While a farmer may plant a pecan tree this year, it could take three to four years for that tree to begin producing fruit.
“San Saba styles itself as the pecan capital of the universe,” said Harold Yates, a pecan farmer, cattle grazer and sheriff’s deputy in San Saba, Texas.
With an interest in learning more about pecan farming, Harold moved to San Saba. Fortuitously, he met Pam, who came from a family of pecan farmers and they married. Pam’s father taught Harold how to harvest pecans and now they also have a custom hay bailing operation and a wildlife business.
A Perfect Partner
For Harold, Central Texas Farm Credit is the “perfect partner to finance Yates Pecans.” Unlike other types of businesses, agricultural operations can take a great deal of time to produce enough profit to be able to fully pay back their loans. While a farmer may plant a pecan tree this year, it could take three to four years for that tree to begin producing fruit and, even then, it may not produce enough in one year to generate the profit necessary to repay debts.

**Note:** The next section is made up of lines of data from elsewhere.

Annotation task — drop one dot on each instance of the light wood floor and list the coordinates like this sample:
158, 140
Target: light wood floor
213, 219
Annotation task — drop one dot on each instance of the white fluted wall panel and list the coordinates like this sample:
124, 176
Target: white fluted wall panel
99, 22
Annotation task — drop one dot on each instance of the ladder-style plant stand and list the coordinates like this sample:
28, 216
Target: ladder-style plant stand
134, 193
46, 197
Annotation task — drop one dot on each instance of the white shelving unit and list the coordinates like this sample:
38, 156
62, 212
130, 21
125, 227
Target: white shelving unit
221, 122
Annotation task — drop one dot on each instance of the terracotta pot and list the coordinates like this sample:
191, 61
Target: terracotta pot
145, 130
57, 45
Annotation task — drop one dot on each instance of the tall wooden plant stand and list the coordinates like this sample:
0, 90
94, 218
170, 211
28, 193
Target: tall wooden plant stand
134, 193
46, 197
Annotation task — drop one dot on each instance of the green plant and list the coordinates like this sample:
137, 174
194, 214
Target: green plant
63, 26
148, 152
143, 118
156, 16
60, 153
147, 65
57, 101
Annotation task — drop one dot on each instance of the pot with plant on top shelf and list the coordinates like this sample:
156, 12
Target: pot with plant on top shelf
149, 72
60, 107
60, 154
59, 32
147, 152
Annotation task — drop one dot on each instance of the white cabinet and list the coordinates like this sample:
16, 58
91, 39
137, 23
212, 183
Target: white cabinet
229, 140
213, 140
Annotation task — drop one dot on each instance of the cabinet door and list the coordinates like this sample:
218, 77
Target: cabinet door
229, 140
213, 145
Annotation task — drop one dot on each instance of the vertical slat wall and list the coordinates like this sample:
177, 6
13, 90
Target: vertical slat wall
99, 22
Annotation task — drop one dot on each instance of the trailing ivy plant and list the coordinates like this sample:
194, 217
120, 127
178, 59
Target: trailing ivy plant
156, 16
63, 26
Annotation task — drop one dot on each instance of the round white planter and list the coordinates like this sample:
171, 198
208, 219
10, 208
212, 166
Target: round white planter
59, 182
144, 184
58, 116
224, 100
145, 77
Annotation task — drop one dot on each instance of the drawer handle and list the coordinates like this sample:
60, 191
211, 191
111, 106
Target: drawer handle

Farm Credit employees, many of them farmers themselves, understand the long-term nature of agriculture financing and Harold appreciates this.
At Central Texas Farm Credit, Harold said, “they understand that when I make an investment such as putting in an irrigation well, digging irrigation lines, buying young trees, or preparing the ground that it’s going to take me six or seven years for a profit to come back.”
After years spent on the farm, Harold lives by an old Comanche saying “we don’t own the land, the land owns us.”